The Garden Bridge That Isn't Top of the POPS

We need a similar rebalancing of public policy on public spaces. We shouldn't need a mass trespass just to assert that public space should be seen as a utility that adds social value, not a commodity to be traded for short-term, narrowly defined private profit.

http://naturenet.net/law/crow.html

This isn't about music. The POPS I'm talking about are Privately Owned Public Spaces. A natty acronym for sure, but this is a murky issue that badly needs to see more light of day.

At its core is the notion that although in practice some spaces are public, in law the land lies in private hands. A great over-view of the POPS landscape from Mark Townsend appeared in the weekend papers.

Whereas you can readily see the upside of cash-strapped local authorities signing over land to private developers to gentrify , there are plenty of less obvious and less comfortable parts of the package.

Townsend cites the transformational Liverpool One project that has literally moved the city centre a good half-mile to the southwest . A main and clear concern is the despoliation of the historic buildings and ambience of the environment, especially given plans that could obscure cherished (and significant) views, create ghettos of buy-to-leave residential blocks and replace architectural diversity with stifling homogeneity. It is not for no reason that certain views in, for example London, are protected by regulations.

But as Townsend acknowledges you can (and I would) go further. Political concerns arguably eclipse these cultural issues. And I am not referring to the massive contradictions of fantastic shopping centres in the midst of grinding institutionalised poverty, the glut of new homes with no-one who can afford to live in them, the signing over of land for (in the case of Liverpool One) 250 years.

No, the pivotal despoliation is how POPS and other diminutions in public space affect our democracy. Let's take the current highest profile "private vs public" land row - London's Garden Bridge.

The bridge is undoubtedly a fantastic concept.

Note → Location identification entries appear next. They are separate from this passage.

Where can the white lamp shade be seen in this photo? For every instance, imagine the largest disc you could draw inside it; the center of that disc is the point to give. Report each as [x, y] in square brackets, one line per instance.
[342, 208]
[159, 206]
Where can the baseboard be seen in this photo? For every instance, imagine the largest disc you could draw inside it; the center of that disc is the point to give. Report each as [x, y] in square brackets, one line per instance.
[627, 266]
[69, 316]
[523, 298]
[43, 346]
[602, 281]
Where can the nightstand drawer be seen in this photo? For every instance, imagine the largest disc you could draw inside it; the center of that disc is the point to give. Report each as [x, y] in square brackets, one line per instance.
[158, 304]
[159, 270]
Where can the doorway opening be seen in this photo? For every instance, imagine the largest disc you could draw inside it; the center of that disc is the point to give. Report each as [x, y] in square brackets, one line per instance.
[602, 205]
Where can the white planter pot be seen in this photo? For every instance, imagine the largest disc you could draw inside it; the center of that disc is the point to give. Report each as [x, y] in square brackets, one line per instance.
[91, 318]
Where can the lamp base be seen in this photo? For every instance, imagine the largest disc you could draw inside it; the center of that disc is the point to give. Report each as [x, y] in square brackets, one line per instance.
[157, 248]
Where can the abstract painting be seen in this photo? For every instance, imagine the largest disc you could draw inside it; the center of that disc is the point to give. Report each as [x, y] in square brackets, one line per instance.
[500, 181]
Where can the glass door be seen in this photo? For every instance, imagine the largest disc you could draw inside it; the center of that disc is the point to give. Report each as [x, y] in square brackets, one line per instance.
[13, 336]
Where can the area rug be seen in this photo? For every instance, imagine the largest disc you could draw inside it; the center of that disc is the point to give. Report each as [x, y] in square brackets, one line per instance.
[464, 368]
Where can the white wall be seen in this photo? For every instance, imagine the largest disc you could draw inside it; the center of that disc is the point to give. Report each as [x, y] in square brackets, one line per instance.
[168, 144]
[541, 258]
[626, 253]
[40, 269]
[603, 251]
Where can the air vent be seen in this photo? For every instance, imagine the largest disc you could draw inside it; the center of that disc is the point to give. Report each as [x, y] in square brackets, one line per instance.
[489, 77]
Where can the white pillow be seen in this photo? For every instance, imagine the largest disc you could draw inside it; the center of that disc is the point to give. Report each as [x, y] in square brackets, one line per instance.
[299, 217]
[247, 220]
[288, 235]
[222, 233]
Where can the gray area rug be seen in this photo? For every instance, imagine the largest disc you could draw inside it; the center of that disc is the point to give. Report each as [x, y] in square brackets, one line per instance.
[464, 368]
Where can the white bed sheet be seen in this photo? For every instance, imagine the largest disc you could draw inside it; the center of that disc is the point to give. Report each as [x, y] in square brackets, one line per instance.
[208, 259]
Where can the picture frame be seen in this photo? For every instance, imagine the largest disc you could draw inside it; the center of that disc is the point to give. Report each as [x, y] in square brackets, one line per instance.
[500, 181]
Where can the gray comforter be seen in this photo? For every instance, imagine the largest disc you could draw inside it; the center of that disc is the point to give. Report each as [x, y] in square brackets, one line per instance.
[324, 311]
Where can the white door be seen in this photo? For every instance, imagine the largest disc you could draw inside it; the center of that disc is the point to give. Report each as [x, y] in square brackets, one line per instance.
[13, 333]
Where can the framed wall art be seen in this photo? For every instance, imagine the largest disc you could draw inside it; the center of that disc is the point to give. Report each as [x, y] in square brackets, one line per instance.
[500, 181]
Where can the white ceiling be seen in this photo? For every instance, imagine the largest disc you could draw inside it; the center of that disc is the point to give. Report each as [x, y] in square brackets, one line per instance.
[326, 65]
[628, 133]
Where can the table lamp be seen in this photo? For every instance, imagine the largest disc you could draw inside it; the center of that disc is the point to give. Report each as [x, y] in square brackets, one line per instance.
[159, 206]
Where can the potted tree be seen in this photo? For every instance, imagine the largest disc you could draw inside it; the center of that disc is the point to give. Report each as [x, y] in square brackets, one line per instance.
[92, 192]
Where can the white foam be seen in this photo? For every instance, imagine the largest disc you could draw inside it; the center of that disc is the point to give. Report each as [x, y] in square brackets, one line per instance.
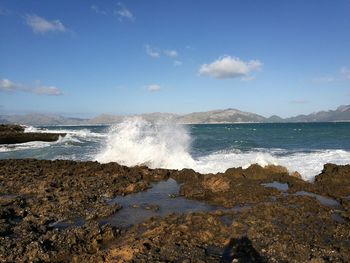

More green in an increasingly concretised capital and a new crossing over a transport pinch point. But it becomes apparent that despite £40m of public money, this will be in effect, a private strip of land over which the public will be granted access. But access will be conditional on many many restrictions and caveats. Walk (during opening hours only), Breathe? Sure, if you must (I jest). But don't play an instrument, fly a kite or give a speech (No, really).

This sort of restrictive covenant can already be found in already-constructed environments, like Granary Square for example.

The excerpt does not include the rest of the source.